Saturday, February 24, 2018

Living Up to Viking Stereotypes

This is obviously my fault. I'm the idiot who chose a Viking legend as the appropriate name for my puppy. Yes, I know there has been WAY more important world events lately, but I'm not a news source, and I'm tired of death, so this post is focused on destruction instead.

Things Ragnar Ate: 

  • The heel of the only pair of tall boots I own that actually fit my calves. Because he's an asshole who has no respect for my wardrobe. 
  • Two packages of incense. Luckily for him, it wasn't the expensive incense: it was the single-use sticks. I expect his poop to smell like recycled lavender for a while. Does that mean cleaning up after him will make me sleepy? 
  • A ruler. Yeah. A wooden ruler with a fucking metal edge, which I managed to get away from him before he cut anything but after he lost another tooth. 
  • The carpet. There are so many carpet munching comments to be had least if he's going to do the viking stereotype he's choosing the right activity? 
  • The wall. The WALL. HE ATE THE MOTHERFUCKING WALL. He picked at the edge of a patch until he could get his little needley white puppy teeth on it, and pulled it off the goddamned wall. I actually have nothing funny to say about this, because it's just infuriating. Related: does anyone know a good sheetrock person? 
  • Angus. In neither an inappropriate cat / carpet euphemistic way (gross) OR a deathly way. Let me explain. 
So here's how the daily fights in my house break down. Ragnar gets all worked up with UBER PUPPY ENERGY and starts chasing Angus. 

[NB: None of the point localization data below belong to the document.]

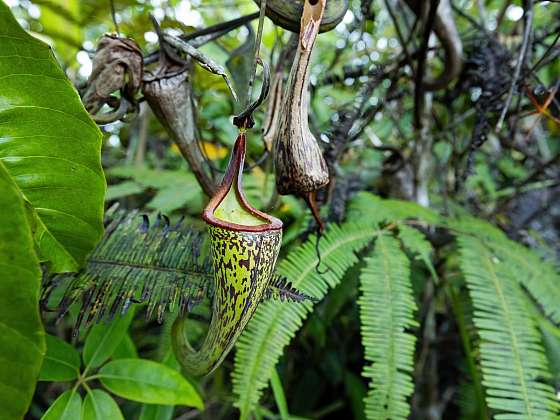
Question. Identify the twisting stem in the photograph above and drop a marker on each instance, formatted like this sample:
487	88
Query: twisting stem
256	53
114	16
519	64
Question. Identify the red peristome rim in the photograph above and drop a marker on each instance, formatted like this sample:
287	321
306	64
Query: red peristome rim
235	170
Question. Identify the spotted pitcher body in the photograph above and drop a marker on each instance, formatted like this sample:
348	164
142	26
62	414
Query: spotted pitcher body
245	245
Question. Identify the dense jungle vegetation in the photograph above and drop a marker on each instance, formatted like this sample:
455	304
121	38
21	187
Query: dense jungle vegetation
350	208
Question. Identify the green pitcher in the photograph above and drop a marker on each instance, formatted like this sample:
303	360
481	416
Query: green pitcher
245	244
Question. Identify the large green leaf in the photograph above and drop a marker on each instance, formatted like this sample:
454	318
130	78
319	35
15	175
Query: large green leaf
98	405
67	406
149	382
22	341
103	340
50	147
62	361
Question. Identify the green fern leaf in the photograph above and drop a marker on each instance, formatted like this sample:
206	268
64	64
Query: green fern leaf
135	263
281	289
538	276
386	312
512	356
275	324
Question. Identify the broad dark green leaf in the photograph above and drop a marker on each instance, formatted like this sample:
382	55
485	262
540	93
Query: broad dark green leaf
104	338
62	361
126	349
50	147
22	341
156	412
149	382
98	405
67	406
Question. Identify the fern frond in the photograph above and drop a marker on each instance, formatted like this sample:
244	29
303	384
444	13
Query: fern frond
281	289
134	263
540	277
275	324
512	357
386	312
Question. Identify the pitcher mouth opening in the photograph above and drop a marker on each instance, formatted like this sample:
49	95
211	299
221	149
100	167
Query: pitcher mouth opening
229	208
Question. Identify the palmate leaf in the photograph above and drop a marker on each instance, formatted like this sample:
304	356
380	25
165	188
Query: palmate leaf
386	312
50	147
512	357
275	323
161	265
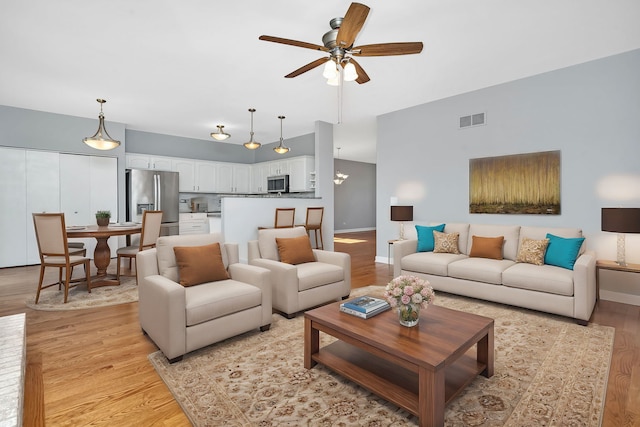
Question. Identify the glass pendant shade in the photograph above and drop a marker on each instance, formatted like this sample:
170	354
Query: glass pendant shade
220	135
281	149
252	145
101	140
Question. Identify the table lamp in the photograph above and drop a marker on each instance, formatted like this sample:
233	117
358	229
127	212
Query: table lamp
402	213
621	220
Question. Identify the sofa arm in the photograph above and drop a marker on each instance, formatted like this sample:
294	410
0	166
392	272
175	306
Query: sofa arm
584	285
402	248
161	308
259	277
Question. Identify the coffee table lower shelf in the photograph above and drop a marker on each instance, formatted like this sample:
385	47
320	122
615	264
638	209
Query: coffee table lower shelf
394	383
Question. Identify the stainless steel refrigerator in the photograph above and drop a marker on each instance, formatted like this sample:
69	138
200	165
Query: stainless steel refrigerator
153	190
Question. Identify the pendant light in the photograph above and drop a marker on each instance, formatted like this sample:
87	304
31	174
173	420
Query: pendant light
340	177
281	149
252	145
221	135
101	139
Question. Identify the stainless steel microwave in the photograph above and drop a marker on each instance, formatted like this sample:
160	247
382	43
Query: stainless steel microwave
278	184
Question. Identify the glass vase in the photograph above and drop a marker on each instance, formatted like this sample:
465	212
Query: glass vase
409	314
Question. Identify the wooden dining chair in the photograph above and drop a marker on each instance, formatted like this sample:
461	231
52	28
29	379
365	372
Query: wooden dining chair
314	223
285	217
51	235
151	221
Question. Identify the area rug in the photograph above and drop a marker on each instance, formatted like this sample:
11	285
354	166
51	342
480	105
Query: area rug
52	299
549	371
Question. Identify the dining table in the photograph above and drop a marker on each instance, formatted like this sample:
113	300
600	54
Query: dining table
102	252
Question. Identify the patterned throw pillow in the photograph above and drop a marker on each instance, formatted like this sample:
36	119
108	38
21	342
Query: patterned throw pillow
532	251
446	243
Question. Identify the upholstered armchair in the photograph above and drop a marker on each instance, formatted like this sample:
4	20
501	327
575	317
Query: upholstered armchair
301	283
193	292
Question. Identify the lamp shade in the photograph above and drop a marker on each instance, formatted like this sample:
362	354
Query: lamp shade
621	220
401	213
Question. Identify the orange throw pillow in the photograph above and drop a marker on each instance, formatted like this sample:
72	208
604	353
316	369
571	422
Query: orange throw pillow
486	247
200	264
295	250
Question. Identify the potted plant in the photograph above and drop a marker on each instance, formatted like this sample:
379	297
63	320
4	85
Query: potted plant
103	217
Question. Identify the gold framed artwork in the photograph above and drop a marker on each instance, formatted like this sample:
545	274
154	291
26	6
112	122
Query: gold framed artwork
516	184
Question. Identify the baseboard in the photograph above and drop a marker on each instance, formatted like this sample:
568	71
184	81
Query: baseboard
619	297
353	230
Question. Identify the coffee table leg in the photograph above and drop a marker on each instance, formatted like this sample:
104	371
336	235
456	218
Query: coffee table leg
311	343
431	395
486	354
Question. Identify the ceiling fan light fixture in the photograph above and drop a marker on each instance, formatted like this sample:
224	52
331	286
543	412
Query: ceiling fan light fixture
281	149
350	73
252	145
220	135
101	140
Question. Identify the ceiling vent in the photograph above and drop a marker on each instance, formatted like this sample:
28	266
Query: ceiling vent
472	120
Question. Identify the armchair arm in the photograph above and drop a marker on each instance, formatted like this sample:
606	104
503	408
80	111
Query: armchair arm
584	285
259	277
402	248
162	313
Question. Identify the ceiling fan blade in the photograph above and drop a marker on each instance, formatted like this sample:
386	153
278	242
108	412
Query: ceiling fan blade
351	24
294	43
362	75
305	68
387	49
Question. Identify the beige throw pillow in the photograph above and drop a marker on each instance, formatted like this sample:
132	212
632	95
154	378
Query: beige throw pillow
445	242
532	251
200	264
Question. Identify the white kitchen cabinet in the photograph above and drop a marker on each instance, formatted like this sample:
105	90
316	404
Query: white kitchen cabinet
300	169
43	193
13	207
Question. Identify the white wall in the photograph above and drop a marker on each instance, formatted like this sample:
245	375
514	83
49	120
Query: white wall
589	112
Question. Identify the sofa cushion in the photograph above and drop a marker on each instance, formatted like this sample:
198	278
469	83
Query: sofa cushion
211	300
200	264
426	241
480	269
486	247
429	262
545	278
532	251
446	243
314	274
295	250
267	240
562	252
509	232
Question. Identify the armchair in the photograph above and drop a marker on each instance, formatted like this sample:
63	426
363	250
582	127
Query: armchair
301	286
180	319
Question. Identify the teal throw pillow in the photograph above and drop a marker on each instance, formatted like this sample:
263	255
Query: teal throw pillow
425	237
562	252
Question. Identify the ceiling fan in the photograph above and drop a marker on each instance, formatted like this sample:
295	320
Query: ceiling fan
338	43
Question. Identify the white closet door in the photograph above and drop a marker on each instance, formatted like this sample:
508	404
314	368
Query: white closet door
43	193
13	207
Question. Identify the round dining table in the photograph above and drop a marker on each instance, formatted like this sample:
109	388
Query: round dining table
102	253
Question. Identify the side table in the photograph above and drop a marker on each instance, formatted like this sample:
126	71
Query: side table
612	265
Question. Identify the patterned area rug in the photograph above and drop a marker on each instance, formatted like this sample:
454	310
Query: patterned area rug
51	299
549	371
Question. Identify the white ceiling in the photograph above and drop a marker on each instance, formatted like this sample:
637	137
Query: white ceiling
182	67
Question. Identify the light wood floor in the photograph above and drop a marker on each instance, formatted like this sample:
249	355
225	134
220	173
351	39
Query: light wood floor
90	367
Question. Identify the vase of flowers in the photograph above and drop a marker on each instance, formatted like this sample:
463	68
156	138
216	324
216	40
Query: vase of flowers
408	294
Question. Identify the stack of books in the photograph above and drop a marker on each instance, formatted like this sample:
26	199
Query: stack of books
365	306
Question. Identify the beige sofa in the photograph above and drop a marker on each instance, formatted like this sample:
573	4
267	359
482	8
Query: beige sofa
181	319
302	286
547	288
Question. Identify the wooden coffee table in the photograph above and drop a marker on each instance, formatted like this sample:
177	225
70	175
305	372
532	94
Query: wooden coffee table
420	369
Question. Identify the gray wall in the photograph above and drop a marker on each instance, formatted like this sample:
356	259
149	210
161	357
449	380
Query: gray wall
590	112
355	198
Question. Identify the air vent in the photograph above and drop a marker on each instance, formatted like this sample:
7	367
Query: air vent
472	120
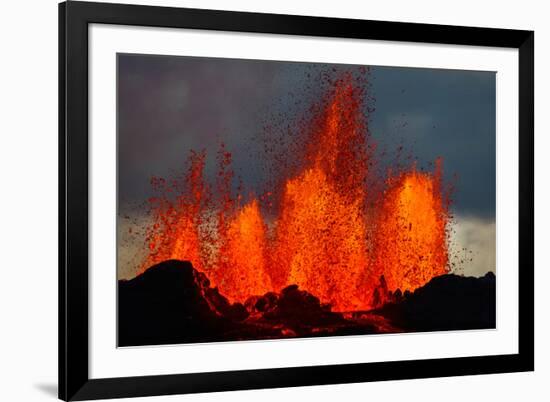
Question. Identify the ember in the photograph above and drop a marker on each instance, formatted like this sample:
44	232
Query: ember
337	226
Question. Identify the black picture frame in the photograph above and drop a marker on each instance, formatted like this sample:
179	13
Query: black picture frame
74	381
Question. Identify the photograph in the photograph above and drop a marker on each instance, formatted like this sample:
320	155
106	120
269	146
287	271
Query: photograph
271	199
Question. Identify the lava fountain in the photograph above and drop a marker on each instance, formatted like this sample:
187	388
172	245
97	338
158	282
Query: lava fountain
338	226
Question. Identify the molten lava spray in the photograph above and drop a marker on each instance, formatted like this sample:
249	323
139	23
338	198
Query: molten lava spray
337	226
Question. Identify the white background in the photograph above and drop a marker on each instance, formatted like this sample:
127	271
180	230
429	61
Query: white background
108	361
28	166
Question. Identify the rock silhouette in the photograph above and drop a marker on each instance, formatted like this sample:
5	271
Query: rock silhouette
447	302
173	303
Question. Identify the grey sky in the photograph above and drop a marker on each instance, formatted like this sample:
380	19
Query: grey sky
168	105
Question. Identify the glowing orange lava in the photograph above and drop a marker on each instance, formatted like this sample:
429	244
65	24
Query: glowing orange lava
325	235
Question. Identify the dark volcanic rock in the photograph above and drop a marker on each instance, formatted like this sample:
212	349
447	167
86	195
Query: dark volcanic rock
447	302
172	302
298	313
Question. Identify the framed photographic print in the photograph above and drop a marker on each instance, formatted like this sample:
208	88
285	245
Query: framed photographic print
257	201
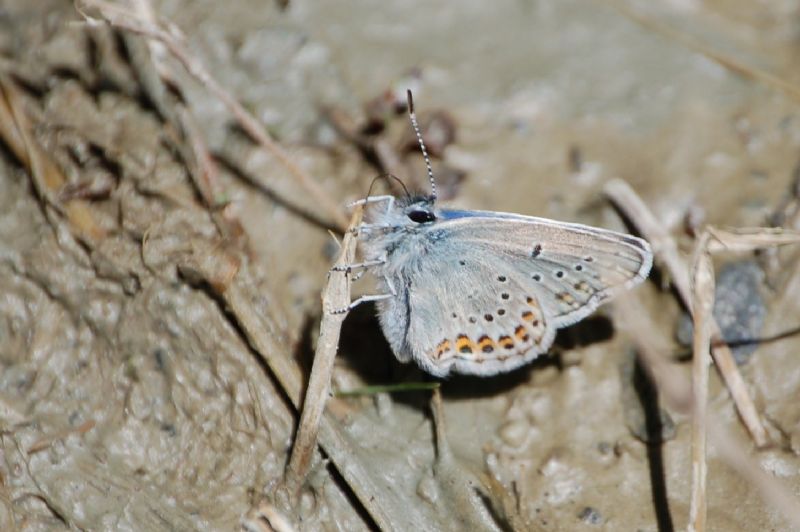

Angus, being stubbornly convinced he's the biggest badass in the house, swats at puppy snout instead of running. Inevitably, this results in Ragnar grabbing the big black puffball cat's lemur-ish tail and attempting to drag him down the hallway. Have you ever heard a cat so pissed off he suddenly morphs into the Alien facehugger? Because that's what he doe: he wraps that lemur tail around the back of the puppy's head and latches onto his face with all four sets of claws. Instead of the creepy throat-egg thing, he just grabs Ragnar's ear in his formidable no-longer-kitten jaws and bites HARD. 

Scream-whining ensues, and Angus rides a bucking puppy through the entire household, doubling down in his grip with both claws and teeth until Ragnar cries uncle. They separate for a few minutes, then Ragnar sniffs kitten belly, Angus licks Ragnar's forehead, and they snuggle until the WILD PUPPY ENERGY starts the whole rigmarole over. 

Ragnar Lodbrok would undoubtedly be proud of my puppy's penchant for destruction.